YOGYAKARTA – Pemerintah daerah bersama segenap pemangku kebijakan harus serius melaksanakan amanat Peraturan Daerah Provinsi DI Yogyakarta Nomor 3 Tahun 2012 tentang Perlindungan Perempuan dan Anak Korban Kekerasan. Komitmen ini penting mengingat jumlah perempuan dan anak korban kekerasan di provinsi ini masih tinggi.
Pada tahun 2011, Dinas Sosial Provinsi DI Yogyakarta mencatat 11.108 korban tindak kekerasan. Mayoritas dari korban adalah perempuan dan anak-anak yang tidak hanya mengalami kekerasan secara fisik, tetapi juga kekerasan psikologis, ekonomi, sosial, dan seksual.
Keberadaan peraturan daerah, menurut sejumlah pihak, tidak akan banyak bermanfaat apabila tidak diikuti dengan penegakan hukum dan pemberlakuan sanksi tegas bagi pelaku. Hal ini juga menjadi poin penting yang disorot oleh kalangan akademisi dan aktivis sosial, sesaat sebelum peraturan daerah itu disahkan.
Dalam diskusi dan bedah rancangan peraturan daerah tentang Perlindungan Perempuan dan Anak Korban Kekerasan yang berlangsung di Gedung Masri Singarimbun Pusat Studi Kependudukan dan Kebijakan Universitas Gadjah Mada (PSKK UGM), Sabtu (28/4), sejumlah pihak sebenarnya masih menganggap rancangan peraturan daerah itu belum layak disahkan.

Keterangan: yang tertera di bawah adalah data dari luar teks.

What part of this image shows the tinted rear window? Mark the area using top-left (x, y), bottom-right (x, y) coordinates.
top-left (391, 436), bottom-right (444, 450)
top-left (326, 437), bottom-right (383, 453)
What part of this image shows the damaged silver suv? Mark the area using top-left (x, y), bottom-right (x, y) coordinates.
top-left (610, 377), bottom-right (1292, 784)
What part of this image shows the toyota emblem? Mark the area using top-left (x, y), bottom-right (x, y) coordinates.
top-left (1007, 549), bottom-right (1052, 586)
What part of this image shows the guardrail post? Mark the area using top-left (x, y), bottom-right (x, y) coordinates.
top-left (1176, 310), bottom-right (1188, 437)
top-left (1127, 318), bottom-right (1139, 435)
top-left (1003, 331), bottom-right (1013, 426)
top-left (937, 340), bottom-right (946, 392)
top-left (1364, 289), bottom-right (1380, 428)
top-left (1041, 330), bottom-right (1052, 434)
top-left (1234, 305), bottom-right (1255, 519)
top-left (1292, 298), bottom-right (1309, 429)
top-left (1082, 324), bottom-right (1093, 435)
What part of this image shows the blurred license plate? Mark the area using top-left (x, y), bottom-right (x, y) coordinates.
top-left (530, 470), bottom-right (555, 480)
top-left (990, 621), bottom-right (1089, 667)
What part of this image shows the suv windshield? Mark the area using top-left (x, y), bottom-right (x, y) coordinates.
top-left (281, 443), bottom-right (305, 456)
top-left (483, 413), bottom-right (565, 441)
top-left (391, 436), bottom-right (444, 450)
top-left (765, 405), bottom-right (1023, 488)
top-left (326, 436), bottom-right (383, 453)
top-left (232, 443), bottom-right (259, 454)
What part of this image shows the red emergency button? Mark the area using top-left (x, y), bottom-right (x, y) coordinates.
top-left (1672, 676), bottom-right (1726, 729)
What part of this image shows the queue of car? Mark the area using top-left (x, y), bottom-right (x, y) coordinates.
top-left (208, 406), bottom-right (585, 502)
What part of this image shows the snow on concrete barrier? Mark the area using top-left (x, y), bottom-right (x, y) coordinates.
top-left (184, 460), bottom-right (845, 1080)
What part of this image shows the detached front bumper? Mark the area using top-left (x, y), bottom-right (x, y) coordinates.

Direktur Eksekutif Rifka Annisa, Mei Sofia Romas, menyebutkan sejumlah kelemahan yakni sifat peraturan masih general dan masih belum menjelaskan tata cara detail implementasi pasal dan ayat bagi korban kekerasan.
Sementara itu, Dekan Fakultas Hukum Universitas Atma Jaya Yogyakarta, Dr. Sari Murti, mengkritisi belum lengkapnya instrumen pelaksana peraturan daerah. “Jangan sampai peraturan daerah nanti hanya jadi formalitas saja, sehingga seolah-olah Pemerintah Provinsi DI Yogyakarta telah berkomitmen untuk melindungi perempuan dan anak korban kekerasan, namun kenyataannya tidak demikian,” tegasnya.
Sosialisasi peraturan daerah ini juga sebaiknya tidak hanya ditujukan kepada perempuan saja, tetapi juga laki-laki. Hal ini karena, mayoritas pelaku kekerasan adalah laki-laki, sehingga apabila sosialisasi tidak menyentuh kelompok ini, diyakini siklus kekerasan tidak akan pernah putus.
Lebih lanjut, para peserta diskusi juga mengimbau masyarakat dan lembaga-lembaga sosial untuk turut aktif mengawasi pelaksanaan peraturan daerah tersebut. Dengan pengawalan ketat pemerintah dan masyarakat, diharapkan jumlah perempuan dan anak korban kekerasan di Yogyakarta dan sekitarnya dapat terus berkurang. (*)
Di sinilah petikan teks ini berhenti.